Again, Wuthnow finds complexity. “Abortion,” he writes, might be reprehensible, but Kansans knew there were circumstances when it might be the only reasonable option” (9). He reports that a 1989 representative survey of Kansas gave ammunition to both sides, with “a majority of those surveyed expressing approval of the state’s current policies and saying they would not want Roe v. Wade overturned. Opponents of abortion noted that a majority favored parental consent for teenagers seeking abortions, wanted doctors to perform tests to determine whether fetuses could survive outside the womb, and approved of abortions only in cases of rape or incest, or if the mother’s life was in danger” (285). Here Kansans and most of the states could ask, What’s the matter with the East and West Coasts?

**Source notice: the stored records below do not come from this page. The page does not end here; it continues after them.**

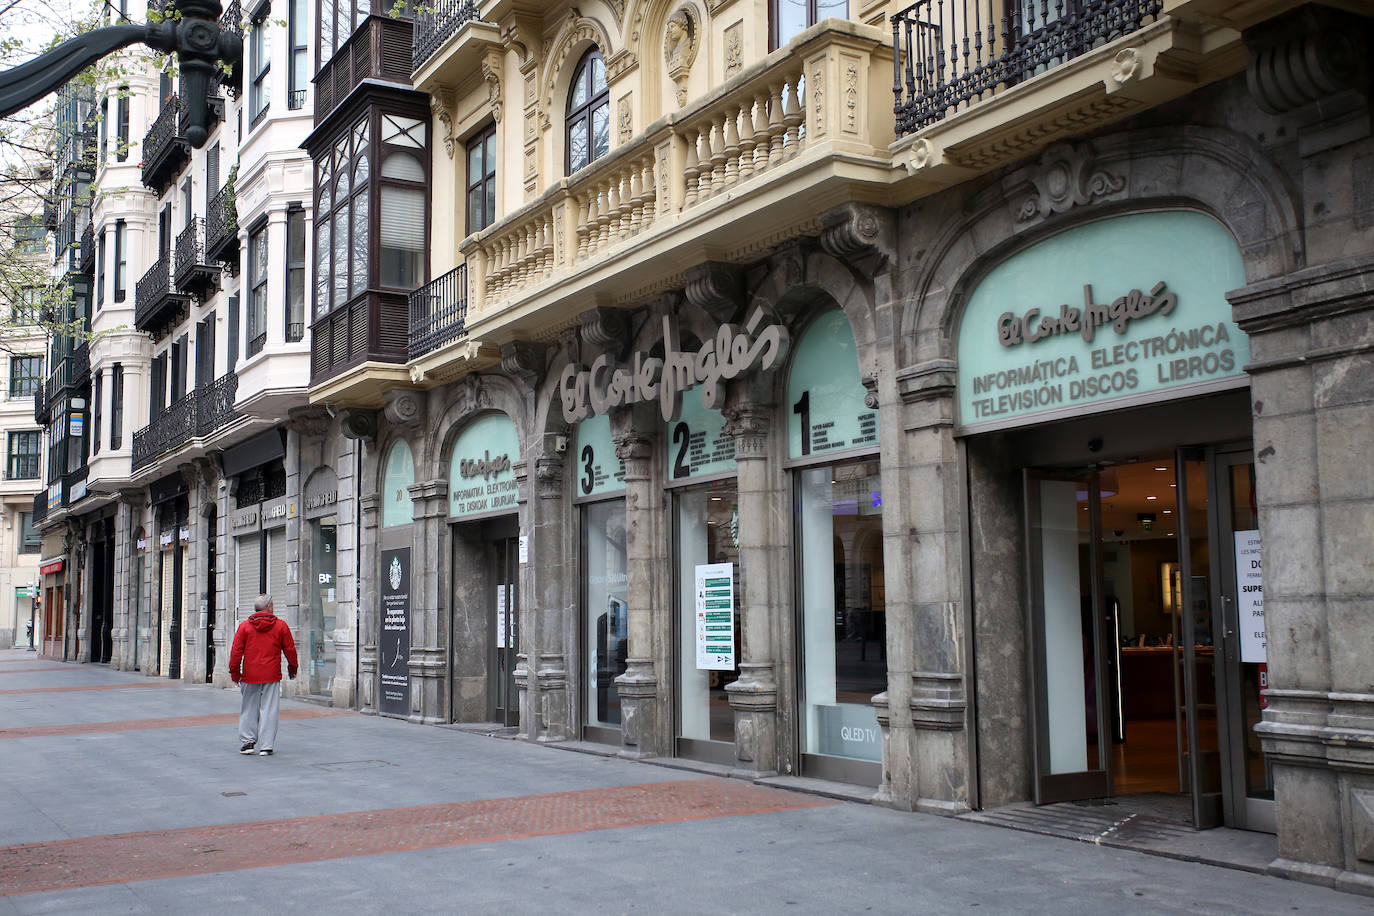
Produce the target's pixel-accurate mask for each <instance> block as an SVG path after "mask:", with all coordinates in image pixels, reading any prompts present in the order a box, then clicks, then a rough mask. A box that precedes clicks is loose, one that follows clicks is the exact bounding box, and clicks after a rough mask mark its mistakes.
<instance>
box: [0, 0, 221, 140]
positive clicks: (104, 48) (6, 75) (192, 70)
mask: <svg viewBox="0 0 1374 916" xmlns="http://www.w3.org/2000/svg"><path fill="white" fill-rule="evenodd" d="M176 10H177V11H179V12H180V14H181V15H180V18H172V16H169V18H166V19H164V21H162V22H150V23H147V25H146V26H132V25H131V26H106V27H103V29H95V30H93V32H88V33H85V34H81V36H77V37H76V38H71V40H70V41H63V43H62V44H59V45H58V47H56V48H54V49H52V51H48V52H47V54H41V55H38V56H37V58H34V59H33V60H29V62H27V63H23V65H21V66H18V67H15V69H12V70H5V71H0V117H5V115H10V114H14V113H15V111H21V110H23V108H26V107H27V106H30V104H33V103H34V102H37V100H38V99H41V98H43V96H45V95H48V93H49V92H55V91H56V89H58V88H59V87H62V85H63V84H65V82H67V80H70V78H71V77H74V76H76V74H78V73H81V71H82V70H84V69H87V67H88V66H91V65H92V63H95V62H96V60H99V59H100V58H103V56H104V55H107V54H110V52H111V51H118V49H120V48H126V47H129V45H131V44H137V43H139V41H142V43H143V44H146V45H148V47H150V48H155V49H157V51H165V52H168V54H176V56H177V62H179V65H180V69H181V80H183V81H184V87H185V98H184V99H183V104H185V106H187V124H188V125H190V126H188V128H187V130H185V139H187V140H190V141H191V146H194V147H196V148H199V147H202V146H203V144H205V141H206V139H207V137H209V136H210V132H209V129H207V128H206V121H207V114H206V108H205V102H206V99H205V96H206V92H209V88H210V81H212V80H214V78H216V69H214V67H216V63H223V65H224V66H225V67H236V66H238V65H239V60H240V59H242V58H243V40H242V38H240V37H239V36H238V34H235V33H232V32H221V30H220V14H221V7H220V3H218V0H177V1H176Z"/></svg>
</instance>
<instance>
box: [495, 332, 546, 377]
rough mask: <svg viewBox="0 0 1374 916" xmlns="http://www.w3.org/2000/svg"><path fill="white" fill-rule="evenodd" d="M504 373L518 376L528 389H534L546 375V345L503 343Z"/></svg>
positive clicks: (514, 343)
mask: <svg viewBox="0 0 1374 916" xmlns="http://www.w3.org/2000/svg"><path fill="white" fill-rule="evenodd" d="M502 371H504V372H507V374H510V375H514V376H517V378H518V379H519V380H521V382H523V383H525V386H526V387H530V389H532V387H534V385H536V383H537V382H539V379H540V376H541V375H543V374H544V345H543V343H533V342H530V341H510V342H507V343H503V345H502Z"/></svg>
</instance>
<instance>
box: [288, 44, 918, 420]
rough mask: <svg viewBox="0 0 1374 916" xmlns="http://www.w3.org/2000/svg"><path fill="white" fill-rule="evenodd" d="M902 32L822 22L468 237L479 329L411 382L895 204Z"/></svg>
mask: <svg viewBox="0 0 1374 916" xmlns="http://www.w3.org/2000/svg"><path fill="white" fill-rule="evenodd" d="M886 40H888V34H886V33H885V32H883V30H881V29H872V27H868V26H861V25H856V23H852V22H844V21H837V19H830V21H826V22H823V23H820V25H818V26H813V27H812V29H808V30H807V32H804V33H802V34H801V36H798V37H797V38H794V40H793V41H791V43H789V44H787V45H786V47H785V48H779V49H778V51H775V52H774V54H771V55H768V58H765V59H764V60H761V62H758V63H757V65H754V66H752V67H746V69H743V70H742V71H741V73H738V74H736V76H735V77H734V78H731V80H730V81H728V82H725V84H723V85H720V87H719V88H716V89H714V91H712V92H710V93H708V95H706V96H703V98H699V99H697V100H695V102H691V103H688V104H687V106H686V107H684V108H682V110H680V111H676V113H673V114H669V115H668V117H665V118H661V119H660V121H655V122H654V124H651V125H649V126H647V128H646V129H644V130H643V132H640V133H639V135H636V136H633V137H631V139H629V140H628V141H625V143H622V144H621V146H618V147H616V148H614V150H611V152H610V154H607V155H605V157H602V158H600V159H598V161H595V162H594V163H591V165H589V166H587V168H585V169H581V170H578V172H577V173H574V174H572V176H569V177H566V179H562V180H559V181H558V183H556V184H555V185H554V187H551V188H548V190H547V191H545V192H544V194H543V195H541V196H540V198H537V199H536V201H533V202H530V203H528V205H526V206H523V207H521V209H518V210H515V211H514V213H510V214H507V216H506V217H504V218H502V220H499V221H497V222H496V224H493V225H492V227H489V228H486V229H485V231H482V232H480V233H475V235H471V236H469V238H467V239H464V240H463V242H462V244H460V246H459V247H460V253H462V255H463V260H464V262H466V275H467V276H466V310H464V314H463V319H462V321H463V325H464V327H463V328H462V332H459V334H453V335H448V339H445V341H444V342H442V343H441V345H440V346H434V347H433V349H430V350H427V352H425V353H412V354H411V364H409V378H411V379H414V380H418V382H419V383H420V385H433V383H438V382H441V380H444V379H445V378H452V376H453V375H456V374H462V372H463V371H467V369H474V368H481V367H482V365H489V364H492V363H495V360H496V354H497V352H499V345H500V343H504V342H507V341H515V339H530V338H532V336H536V335H543V334H544V332H545V331H547V330H548V328H556V327H562V325H566V324H569V323H570V321H573V320H574V319H576V314H577V312H581V310H585V308H587V302H588V301H594V299H595V301H596V302H603V304H621V302H627V304H628V302H632V301H638V299H643V298H644V297H647V295H651V294H654V293H655V291H661V290H669V288H682V286H683V284H684V279H683V272H684V271H686V269H687V268H691V266H694V265H695V264H699V262H701V261H705V260H723V261H739V262H743V261H749V260H752V258H756V257H758V255H760V254H761V253H764V251H767V250H769V249H772V247H774V246H776V244H778V243H779V242H783V240H786V239H789V238H796V236H802V235H818V233H819V217H820V213H823V211H824V210H827V209H830V207H833V206H837V205H840V203H845V202H849V201H855V199H863V201H879V199H883V190H885V187H886V184H888V181H889V177H888V176H889V172H890V161H889V154H888V146H889V144H890V143H892V137H893V130H892V111H890V108H889V107H888V104H886V99H885V93H886V92H888V91H889V89H890V85H892V55H890V48H889V47H888V44H886ZM875 100H877V102H878V104H874V102H875ZM414 301H415V299H414V297H412V302H414ZM350 389H356V390H350ZM312 397H313V398H316V400H322V398H326V397H327V398H328V400H330V401H333V402H342V404H348V402H350V401H352V400H354V398H356V400H357V402H360V404H361V402H370V401H371V400H375V397H376V391H375V385H372V383H368V382H367V380H365V379H357V378H342V379H337V380H335V382H334V383H324V385H322V386H319V387H317V389H315V390H313V391H312Z"/></svg>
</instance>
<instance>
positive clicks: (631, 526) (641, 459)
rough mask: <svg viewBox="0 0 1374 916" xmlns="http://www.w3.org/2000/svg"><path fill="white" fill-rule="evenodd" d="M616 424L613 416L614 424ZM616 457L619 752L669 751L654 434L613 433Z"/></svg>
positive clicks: (628, 755) (633, 431)
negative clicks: (658, 682)
mask: <svg viewBox="0 0 1374 916" xmlns="http://www.w3.org/2000/svg"><path fill="white" fill-rule="evenodd" d="M611 428H613V430H614V428H616V423H614V417H613V426H611ZM613 439H614V442H616V456H617V457H618V459H620V460H621V461H622V463H624V466H625V571H627V581H628V593H629V648H628V655H629V656H628V658H627V659H625V673H624V674H621V676H620V677H617V678H616V688H617V689H618V691H620V702H621V728H620V735H621V754H622V755H625V757H654V755H658V754H662V753H665V751H666V750H668V748H666V744H668V736H666V729H668V722H665V721H660V720H662V718H669V717H666V715H660V706H661V698H660V692H658V674H657V670H655V669H657V666H655V665H654V656H655V652H654V607H653V603H654V589H653V580H654V573H655V569H654V544H653V541H654V527H655V519H654V508H653V507H654V503H655V493H654V488H653V482H654V481H653V464H654V459H653V438H651V437H650V435H647V434H644V433H642V431H639V430H638V428H627V430H620V431H618V433H614V434H613Z"/></svg>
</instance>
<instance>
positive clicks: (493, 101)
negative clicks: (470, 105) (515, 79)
mask: <svg viewBox="0 0 1374 916" xmlns="http://www.w3.org/2000/svg"><path fill="white" fill-rule="evenodd" d="M482 78H484V80H486V103H488V104H489V106H492V117H493V118H496V124H500V122H502V106H503V103H502V52H500V51H488V52H486V54H485V55H482ZM449 132H451V133H452V126H451V128H449ZM447 143H448V141H447V140H445V144H447ZM448 155H449V158H452V155H453V152H452V150H449V154H448Z"/></svg>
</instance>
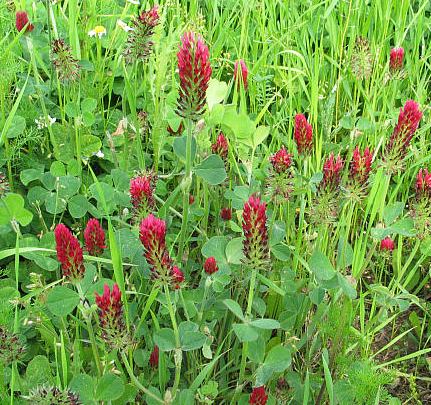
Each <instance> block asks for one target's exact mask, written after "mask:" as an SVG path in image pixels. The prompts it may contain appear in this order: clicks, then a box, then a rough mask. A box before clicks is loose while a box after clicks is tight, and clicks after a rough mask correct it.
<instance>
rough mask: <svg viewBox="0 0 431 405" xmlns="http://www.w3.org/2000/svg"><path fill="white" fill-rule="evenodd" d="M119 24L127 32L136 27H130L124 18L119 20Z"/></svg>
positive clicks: (121, 27) (122, 28)
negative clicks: (125, 22) (125, 21)
mask: <svg viewBox="0 0 431 405" xmlns="http://www.w3.org/2000/svg"><path fill="white" fill-rule="evenodd" d="M117 25H118V26H119V27H120V28H121V29H122V30H123V31H126V32H129V31H133V30H134V28H132V27H129V26H128V25H127V24H126V23H125V22H124V21H123V20H117Z"/></svg>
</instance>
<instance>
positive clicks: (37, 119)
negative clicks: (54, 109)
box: [34, 115, 57, 129]
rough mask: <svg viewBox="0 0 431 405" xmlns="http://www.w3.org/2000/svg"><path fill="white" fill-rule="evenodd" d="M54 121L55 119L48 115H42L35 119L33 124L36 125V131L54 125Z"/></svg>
mask: <svg viewBox="0 0 431 405" xmlns="http://www.w3.org/2000/svg"><path fill="white" fill-rule="evenodd" d="M55 121H57V118H53V117H51V116H50V115H48V116H47V117H44V116H43V115H41V116H40V117H39V118H36V119H35V120H34V122H35V123H36V125H37V129H43V128H48V127H50V126H51V125H52V124H54V122H55Z"/></svg>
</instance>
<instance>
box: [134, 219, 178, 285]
mask: <svg viewBox="0 0 431 405" xmlns="http://www.w3.org/2000/svg"><path fill="white" fill-rule="evenodd" d="M139 236H140V239H141V242H142V245H143V246H144V251H145V258H146V260H147V263H148V264H149V265H150V266H151V273H152V276H153V278H155V279H158V280H160V282H162V283H166V284H169V285H170V286H171V287H172V288H175V289H177V288H179V287H180V284H181V283H182V282H183V281H184V274H183V272H182V271H181V270H180V269H179V268H178V267H177V266H174V265H173V262H172V259H171V258H170V257H169V253H168V251H167V249H166V240H165V238H166V224H165V221H163V220H161V219H158V218H156V217H155V216H154V215H153V214H150V215H148V216H147V217H146V218H145V219H143V220H142V222H141V226H140V234H139Z"/></svg>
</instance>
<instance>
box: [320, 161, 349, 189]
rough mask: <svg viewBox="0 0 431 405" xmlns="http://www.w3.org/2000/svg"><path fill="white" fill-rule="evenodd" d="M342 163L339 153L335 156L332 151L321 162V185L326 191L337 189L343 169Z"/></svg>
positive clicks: (339, 184)
mask: <svg viewBox="0 0 431 405" xmlns="http://www.w3.org/2000/svg"><path fill="white" fill-rule="evenodd" d="M343 167H344V163H343V159H341V156H340V155H337V156H335V155H334V153H331V154H330V155H329V158H328V159H326V160H325V163H324V164H323V180H322V183H321V184H322V187H323V189H325V190H327V191H336V190H338V188H339V186H340V183H341V172H342V171H343Z"/></svg>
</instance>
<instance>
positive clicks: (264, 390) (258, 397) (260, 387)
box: [248, 386, 268, 405]
mask: <svg viewBox="0 0 431 405" xmlns="http://www.w3.org/2000/svg"><path fill="white" fill-rule="evenodd" d="M267 401H268V395H267V394H266V392H265V387H264V386H261V387H255V388H253V391H252V393H251V394H250V399H249V401H248V403H249V404H251V405H266V403H267Z"/></svg>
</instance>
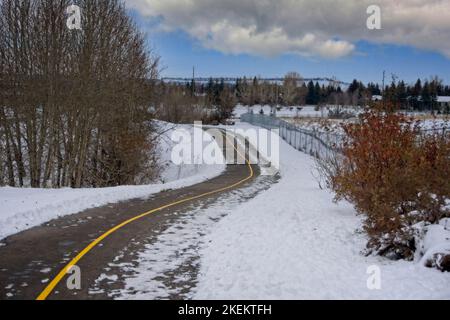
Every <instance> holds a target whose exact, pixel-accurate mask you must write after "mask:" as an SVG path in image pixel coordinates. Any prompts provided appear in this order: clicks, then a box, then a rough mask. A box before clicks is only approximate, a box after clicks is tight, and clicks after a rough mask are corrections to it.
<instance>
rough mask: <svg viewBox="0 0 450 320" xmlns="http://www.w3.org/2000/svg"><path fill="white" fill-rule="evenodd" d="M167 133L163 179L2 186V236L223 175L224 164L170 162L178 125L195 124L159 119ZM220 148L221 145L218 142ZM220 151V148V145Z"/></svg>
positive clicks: (160, 159)
mask: <svg viewBox="0 0 450 320" xmlns="http://www.w3.org/2000/svg"><path fill="white" fill-rule="evenodd" d="M158 126H159V131H161V132H164V134H163V135H162V136H161V138H160V139H159V143H158V152H159V158H160V162H161V164H162V166H163V172H162V174H161V182H167V183H158V184H151V185H142V186H121V187H112V188H99V189H87V188H86V189H69V188H64V189H31V188H24V189H20V188H10V187H4V188H0V239H3V238H5V237H7V236H9V235H12V234H14V233H17V232H20V231H23V230H26V229H28V228H31V227H34V226H37V225H40V224H42V223H44V222H46V221H49V220H51V219H54V218H56V217H61V216H64V215H69V214H74V213H77V212H81V211H83V210H85V209H88V208H93V207H98V206H102V205H106V204H108V203H114V202H118V201H124V200H129V199H133V198H141V197H147V196H149V195H151V194H154V193H157V192H160V191H163V190H165V189H176V188H182V187H185V186H189V185H193V184H196V183H200V182H202V181H205V180H207V179H211V178H213V177H216V176H218V175H220V174H221V173H222V172H223V171H224V169H225V165H213V166H207V165H198V166H182V167H179V166H176V165H174V164H173V163H171V162H170V156H171V150H172V149H171V147H172V146H173V142H172V141H171V139H170V137H171V134H172V132H173V130H175V129H179V128H183V129H186V130H188V131H189V132H191V134H192V133H193V128H192V126H174V125H172V124H168V123H162V122H159V123H158ZM217 148H218V146H217ZM218 151H219V152H221V151H220V150H219V148H218Z"/></svg>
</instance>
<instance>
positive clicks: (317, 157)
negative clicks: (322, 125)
mask: <svg viewBox="0 0 450 320" xmlns="http://www.w3.org/2000/svg"><path fill="white" fill-rule="evenodd" d="M241 121H243V122H247V123H250V124H252V125H256V126H260V127H263V128H265V129H268V130H272V129H278V130H279V132H280V137H281V138H282V139H283V140H285V141H286V142H287V143H288V144H289V145H291V146H292V147H294V148H295V149H297V150H299V151H302V152H305V153H307V154H310V155H312V156H314V157H316V158H318V159H329V158H330V157H332V158H334V157H335V156H336V155H337V154H341V153H342V147H343V142H344V138H345V135H343V134H339V133H335V132H324V131H321V130H308V129H303V128H299V127H298V126H296V125H295V124H291V123H288V122H286V121H284V120H282V119H279V118H276V117H274V116H268V115H262V114H254V113H246V114H243V115H241ZM422 133H424V134H439V135H440V134H442V135H447V136H449V137H450V127H443V128H433V129H424V130H422Z"/></svg>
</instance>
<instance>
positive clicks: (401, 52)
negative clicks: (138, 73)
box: [126, 0, 450, 82]
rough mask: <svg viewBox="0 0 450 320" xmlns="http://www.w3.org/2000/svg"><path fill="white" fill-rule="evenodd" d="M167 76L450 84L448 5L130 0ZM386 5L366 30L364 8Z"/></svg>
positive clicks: (326, 0)
mask: <svg viewBox="0 0 450 320" xmlns="http://www.w3.org/2000/svg"><path fill="white" fill-rule="evenodd" d="M126 4H127V6H128V7H129V9H130V12H131V13H132V14H133V15H134V16H135V18H136V20H137V21H138V24H139V25H140V27H141V28H142V29H143V30H145V31H146V32H147V34H148V39H149V43H152V44H153V46H154V47H155V48H156V49H157V51H158V52H159V53H160V54H161V56H162V59H163V62H164V65H165V66H166V69H165V71H164V74H165V75H170V76H188V75H190V74H191V72H192V71H191V70H192V66H194V65H195V66H196V69H197V70H198V74H199V75H203V76H210V75H212V76H242V75H247V76H253V75H261V76H281V75H283V74H284V73H286V72H288V71H291V70H295V71H298V72H300V73H301V74H302V75H303V76H305V77H312V76H337V77H338V78H339V79H341V80H351V79H353V78H358V79H361V80H363V81H380V79H381V76H382V72H383V70H386V71H387V72H388V73H394V74H396V75H397V76H399V77H401V78H403V79H405V80H407V81H413V80H414V79H416V78H417V77H422V78H424V77H430V76H432V75H438V76H440V77H441V78H443V79H444V80H445V81H446V82H450V0H427V1H423V0H377V1H374V0H371V1H367V0H126ZM372 4H377V5H378V6H379V7H380V8H381V23H382V29H381V30H369V29H368V28H367V23H366V21H367V19H368V17H369V14H368V13H367V8H368V7H369V6H370V5H372Z"/></svg>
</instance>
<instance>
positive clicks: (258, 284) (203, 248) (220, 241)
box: [194, 125, 450, 300]
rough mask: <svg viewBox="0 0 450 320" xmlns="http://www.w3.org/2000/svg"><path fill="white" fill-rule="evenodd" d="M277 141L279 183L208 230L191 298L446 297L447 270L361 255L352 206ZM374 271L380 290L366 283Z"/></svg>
mask: <svg viewBox="0 0 450 320" xmlns="http://www.w3.org/2000/svg"><path fill="white" fill-rule="evenodd" d="M243 126H247V125H243ZM280 147H281V175H282V177H281V179H280V181H279V183H278V184H276V185H274V186H272V188H271V189H269V190H268V191H266V192H264V193H263V194H260V195H259V196H257V197H256V198H254V199H251V200H249V201H248V202H246V203H245V204H242V205H241V206H240V207H239V208H237V209H236V210H234V211H233V212H231V213H230V214H229V215H228V216H226V217H225V218H223V219H222V220H221V221H220V222H219V223H218V224H216V226H215V227H214V228H213V230H212V232H211V233H210V234H209V235H208V236H207V237H208V238H207V239H206V240H205V243H208V245H207V246H205V247H204V248H203V249H202V250H201V252H200V254H201V261H200V265H201V268H200V274H199V279H198V281H199V282H198V286H197V287H196V288H195V292H194V298H196V299H244V300H245V299H449V298H450V273H446V274H445V273H441V272H439V271H437V270H434V269H427V268H425V267H424V266H423V265H421V264H420V263H412V262H406V261H398V262H393V261H389V260H386V259H384V258H381V257H376V256H369V257H365V256H363V255H362V254H361V251H362V250H363V249H364V247H365V243H366V239H365V237H364V236H363V235H362V234H361V233H358V232H357V230H358V229H359V228H360V226H361V220H360V218H358V217H357V216H356V212H355V210H354V208H353V207H352V206H351V205H350V204H349V203H346V202H342V203H339V204H337V205H336V204H333V202H332V200H333V196H332V194H331V193H330V192H329V191H326V190H320V189H319V188H318V184H317V182H316V179H315V175H314V172H315V170H314V161H313V160H312V158H311V157H309V156H307V155H305V154H303V153H300V152H297V151H296V150H294V149H293V148H291V147H290V146H289V145H288V144H286V143H285V142H283V141H282V142H281V146H280ZM373 270H375V271H379V276H380V277H379V279H380V284H381V287H380V288H379V287H375V288H374V287H372V286H368V281H369V280H371V278H370V277H371V276H372V272H373ZM369 273H370V274H369ZM369 288H371V289H369Z"/></svg>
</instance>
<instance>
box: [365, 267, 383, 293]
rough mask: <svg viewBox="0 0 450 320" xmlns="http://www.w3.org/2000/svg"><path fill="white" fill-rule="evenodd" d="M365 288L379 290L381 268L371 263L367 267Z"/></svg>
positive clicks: (369, 289) (380, 286) (379, 287)
mask: <svg viewBox="0 0 450 320" xmlns="http://www.w3.org/2000/svg"><path fill="white" fill-rule="evenodd" d="M366 273H367V275H368V276H369V277H368V278H367V283H366V284H367V289H369V290H381V269H380V267H379V266H377V265H372V266H369V267H368V268H367V271H366Z"/></svg>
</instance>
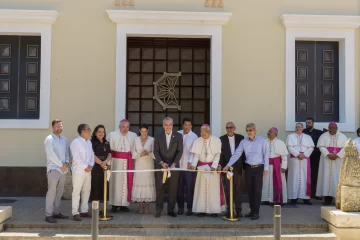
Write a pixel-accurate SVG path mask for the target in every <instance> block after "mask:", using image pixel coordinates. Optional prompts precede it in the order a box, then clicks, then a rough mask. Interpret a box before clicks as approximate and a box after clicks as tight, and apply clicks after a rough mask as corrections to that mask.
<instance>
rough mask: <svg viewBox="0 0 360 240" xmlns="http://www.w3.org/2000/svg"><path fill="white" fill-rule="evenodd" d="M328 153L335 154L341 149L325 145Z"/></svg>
mask: <svg viewBox="0 0 360 240" xmlns="http://www.w3.org/2000/svg"><path fill="white" fill-rule="evenodd" d="M326 149H327V150H328V151H329V153H333V154H337V153H339V152H340V151H341V149H342V148H338V147H327V148H326Z"/></svg>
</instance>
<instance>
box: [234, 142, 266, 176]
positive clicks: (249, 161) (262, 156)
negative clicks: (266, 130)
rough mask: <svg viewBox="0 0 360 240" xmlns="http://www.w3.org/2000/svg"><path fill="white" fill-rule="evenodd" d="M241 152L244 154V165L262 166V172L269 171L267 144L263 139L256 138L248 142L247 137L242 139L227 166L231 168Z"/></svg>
mask: <svg viewBox="0 0 360 240" xmlns="http://www.w3.org/2000/svg"><path fill="white" fill-rule="evenodd" d="M243 152H245V156H246V160H245V163H247V164H249V165H257V164H264V170H266V171H267V170H269V144H268V143H267V141H266V140H265V139H264V138H262V137H259V136H256V137H255V138H254V140H250V138H249V137H247V138H244V139H243V140H242V141H241V142H240V144H239V146H238V147H237V148H236V150H235V152H234V154H233V155H232V157H231V158H230V160H229V163H228V164H227V166H229V167H231V166H232V165H233V164H234V163H235V162H236V161H237V160H238V159H239V158H240V156H241V154H242V153H243Z"/></svg>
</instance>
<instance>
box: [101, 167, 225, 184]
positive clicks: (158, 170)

The impact of the abortion issue on voting? Once again, considered rather than considerable. “Nearly everyone thought that abortion was wrong, yet few regarded it as the sole issue guiding their political decisions or deriving from their religious convictions. They felt strongly enough that given the option, they would vote for a pro-life candidate over one who was pro-choice. But it bothered them when antiabortion activists took to the streets. They thought it was uncalled for when a church official suggested that the governor should not be allowed to receive communion because of her views” (353). Wuthnow reports that in the new millennium pro-life activists shifted increasing toward achieving abortion regulations that centered around the humanity of the fetus and the need for women to have real choices – both through volunteer groups providing alternatives to abortion and local and state agencies so that they might better follow their consciences and choose birth rather than abortion.

So, What’s the Matter with Kansas and red state religion? According to Wuthnow, the polity everywhere would be better if it suffered from the same thing. It’s time for a little bathos.